He is very pretty isn't he!? Thank you for all the responses!


----------



## newport (Aug 8, 2011)

Charlie is a LOVE- and looks Golden to me!! I love this site also-and all the great people here- LIKE YOU! I have got great advise on my baby- Ms. Lola- her issues.... and now she has some allergy issues and I am working on those. I feel good I have this site to come to for helpful suggestions


----------



## Jige (Mar 17, 2011)

Charlie is very handsome and I am glad you found this site too. I want to hear about Charlie. 

Just remember opinions are like ----- everyone has one ( you can fill in the blank).


----------



## spruce (Mar 13, 2008)

I love your post! it's so true about the opinions we hear!

my guy may/may not be 100% golden...If I say he is, I'm told why he's not; if I say I'm not sure of his breed(s), I hear how he's positively 100% golden.

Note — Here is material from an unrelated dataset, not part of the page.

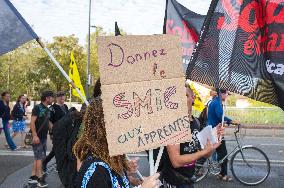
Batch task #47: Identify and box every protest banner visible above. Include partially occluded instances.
[98,35,191,156]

Whatever, he's MY PERFECT DOG.


----------



## Jlopez (Apr 19, 2011)

OMG, he is too cute!! My advise is to just forget about negative comments and enjoy him, because really they grow too fast and before you know it you will have a big guy sitting next to you....really....what a handsome boy !


----------



## bbuzz (Aug 8, 2010)

What a heart stealer!! Glad you found the forum, it is rather wonderful isn't it! Just be careful it's rather addictive! 

Don't stress too much about other people's thoughts or opinions. All our dogs are individual and need to be treat as such. There is no one way of doing things. 

The best thing you can do is know your pup and what works for you or your pup, then stand tall and be confident in what you are doing.


----------



## Maddie'sMom2011 (Apr 26, 2011)

He's just too cute!


----------